Michael Mohallem, coordenador do Centro de Justiça e Sociedade e professor de Direito da FGV no Rio, faz alerta ao eleitor: é preciso ficar atento aos nomes dos suplentes de senadores. Afinal, podem assumir o cargo, participar de votações e revisar decisões tomadas na Câmara.
Como avalia o mecanismo de eleição de suplentes a senador?
Isso tem gerado dificuldades do ponto de vista da representatividade, porque as pessoas mal conhecem o suplente que elegem automaticamente quando votam na cabeça da chapa. Em cargos para o Executivo, como de presidente ou governador, o vice acaba mais conhecido, mas é diferente no Senado. O indivíduo escolhe de antemão a suplência, o que gera um sentimento de falta de legitimidade. É diferente da Câmara, onde o suplente é o próximo da lista com mais votos dentro daquele partido.
Por que o eleitor deve se informar sobre os suplentes?
Na política brasileira, há a cultura do parlamentar que participa do governo ao ser nomeado como ministro de Estado ou ao concorrer a cargos como de prefeito ou governador. Além disso, o senador tem oito anos de mandato, tempo grande para concorrer a outro posto. Se isso acontecer, o suplente assume. O senador tem importância fundamental: exerce papel de revisão do processo legislativo que começa na Câmara. O senador pode influenciar no processo legislativo. Dentro do partido, o titular pode indicar um familiar e, muitas vezes, até um financiador de campanha. São táticas muito ruins para a democracia. Quando vejo a situação de partidos indicando familiares para suplente, minha primeira impressão é de evidência de fracasso da democracia interna dos partidos.
É comum que o suplente sirva como cabo eleitoral?

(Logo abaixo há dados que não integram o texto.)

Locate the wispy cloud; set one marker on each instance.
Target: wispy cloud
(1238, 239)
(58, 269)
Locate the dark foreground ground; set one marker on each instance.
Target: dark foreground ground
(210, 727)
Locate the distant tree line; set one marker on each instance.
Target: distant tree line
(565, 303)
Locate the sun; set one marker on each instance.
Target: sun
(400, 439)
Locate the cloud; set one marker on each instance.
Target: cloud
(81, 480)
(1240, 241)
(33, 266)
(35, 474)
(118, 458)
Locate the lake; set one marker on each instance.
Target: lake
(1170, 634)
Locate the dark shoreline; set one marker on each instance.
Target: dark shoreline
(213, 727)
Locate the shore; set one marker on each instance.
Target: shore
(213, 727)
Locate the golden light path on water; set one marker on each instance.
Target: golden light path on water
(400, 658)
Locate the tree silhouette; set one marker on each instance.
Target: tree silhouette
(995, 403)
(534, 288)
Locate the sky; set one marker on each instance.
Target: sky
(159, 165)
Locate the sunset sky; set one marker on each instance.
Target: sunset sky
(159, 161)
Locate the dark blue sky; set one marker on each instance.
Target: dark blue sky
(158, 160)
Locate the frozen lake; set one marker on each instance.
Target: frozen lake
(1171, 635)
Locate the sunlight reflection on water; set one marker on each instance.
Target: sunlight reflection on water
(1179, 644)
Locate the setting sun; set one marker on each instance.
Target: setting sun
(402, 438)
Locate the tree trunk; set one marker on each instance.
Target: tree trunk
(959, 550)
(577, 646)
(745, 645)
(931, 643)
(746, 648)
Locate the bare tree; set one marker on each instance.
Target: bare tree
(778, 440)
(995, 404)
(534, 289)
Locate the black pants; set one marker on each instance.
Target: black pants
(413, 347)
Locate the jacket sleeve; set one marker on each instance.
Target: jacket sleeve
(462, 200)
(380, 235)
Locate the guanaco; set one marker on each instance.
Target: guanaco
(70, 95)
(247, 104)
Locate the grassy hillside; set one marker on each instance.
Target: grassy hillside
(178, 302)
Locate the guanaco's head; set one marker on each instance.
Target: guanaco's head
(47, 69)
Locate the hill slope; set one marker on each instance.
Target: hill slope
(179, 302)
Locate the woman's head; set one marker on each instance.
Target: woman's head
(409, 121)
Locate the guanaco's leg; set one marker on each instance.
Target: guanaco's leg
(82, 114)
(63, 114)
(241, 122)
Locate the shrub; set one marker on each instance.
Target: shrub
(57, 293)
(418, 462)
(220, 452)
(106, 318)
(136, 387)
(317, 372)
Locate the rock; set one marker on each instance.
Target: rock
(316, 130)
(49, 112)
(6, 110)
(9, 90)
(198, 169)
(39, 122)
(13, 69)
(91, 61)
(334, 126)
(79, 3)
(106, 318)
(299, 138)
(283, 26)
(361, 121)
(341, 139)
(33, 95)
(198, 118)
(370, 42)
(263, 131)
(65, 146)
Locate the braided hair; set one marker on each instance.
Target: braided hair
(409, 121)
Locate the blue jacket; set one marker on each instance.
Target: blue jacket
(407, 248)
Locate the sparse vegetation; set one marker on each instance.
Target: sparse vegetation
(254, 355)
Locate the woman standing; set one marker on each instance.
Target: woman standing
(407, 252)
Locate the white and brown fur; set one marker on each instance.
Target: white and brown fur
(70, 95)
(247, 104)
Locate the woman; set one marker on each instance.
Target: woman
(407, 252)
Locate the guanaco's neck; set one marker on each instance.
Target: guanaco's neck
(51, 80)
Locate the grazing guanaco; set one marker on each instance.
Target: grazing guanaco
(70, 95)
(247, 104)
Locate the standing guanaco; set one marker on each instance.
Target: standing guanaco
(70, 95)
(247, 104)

É natural do processo democrático o uso correto do espaço da suplência. Posso fazer uma coalizão de forças políticas trazendo um suplente de outro partido, portanto, atraio a legenda para aquela chapa. Mas também posso, como alguns fazem, se o titular é um homem, chamar como suplente a mulher para ter representatividade de gênero. O que deteriora a democracia é usar esses cargos para benefício da família ou de aliados muito próximos. Como se a candidatura fosse hereditária, um patrimônio.
O suplente não recebe nenhum voto do eleitor. Há risco de ele ter opiniões diferentes daquelas do senador eleito como titular?
Existem casos de vice, no Executivo, com posição muito diferente do titular. Então, há a possibilidade de o suplente ter visão diferente do titular e alterar os rumos da atuação parlamentar quando assumir. Mas, se ambos são do mesmo partido, geralmente têm proximidade ideológica. Geralmente, o sujeito de esquerda traz suplente do mesmo campo do pensamento.
Esses arranjos deveriam ser mais claros ao eleitor? Por que os partidos não dão publicidade aos suplentes?
Se meu partido usa a suplência para colocar um financiador, vou tentar escondê-lo, porque ele não tem representatividade política. Se o suplente é filho do político, essa informação cria constrangimento para o partido, mostra fraqueza partidária em sucumbir à vontade do titular da chapa. Ao mesmo tempo, há dificuldade em colocar uma figura muito proeminente na suplência, porque ela vai querer disputar como titular.
A legislação permite a escolha de parentes como suplentes. Há prejuízo à democracia?
Acho sinal de fraqueza dos partidos. E gera constrangimento à população ao perceber que o titular carrega um parente. É uma espécie de nepotismo eleitoral que, embora não seja proibido, é ruim para a democracia.
Qual a função do senador?
O senador representa os interesses do Estado. Pode propor e modificar leis, fiscalizar o governo ao lado do Tribunal de Contas da União (TCU), sugerir emendas parlamentares, aprovar o orçamento do governo federal, além de analisar nomes para Supremo Tribunal Federal (STF), TCU, Banco Central, Procuradoria-Geral da República, agências reguladoras e embaixadas.
O salário é de R$ 33.763. Além disso, há auxílios moradia (R$ 5.500), médico e odontológico e verba indenizatória que varia para cada Estado (no caso dos gaúchos, é de R$ 35,8 mil).
Em outros países
Segundo estudo de pesquisadores do Centro Brasileiro de Análise e Planejamento, dos 77 países com Câmara Alta (Senado) ao redor do mundo, 31 contam com senadores não eleitos. Os nomes são indicados por rei, assembleias estaduais, chefe de governo, conselhos locais ou colégios eleitorais. No México, o sistema é como o brasileiro. Nos Estados Unidos, é o governador que escolhe.
Na Austrália, é a assembleia estadual. Em ao menos 12 países (incluindo Espanha, Suíça e Polônia), o suplente é escolhido após novas eleições.
Na Itália, é o segundo da lista eleitoral. Em Burundi, os ex-presidentes têm direito ao cargo vitalício de senador.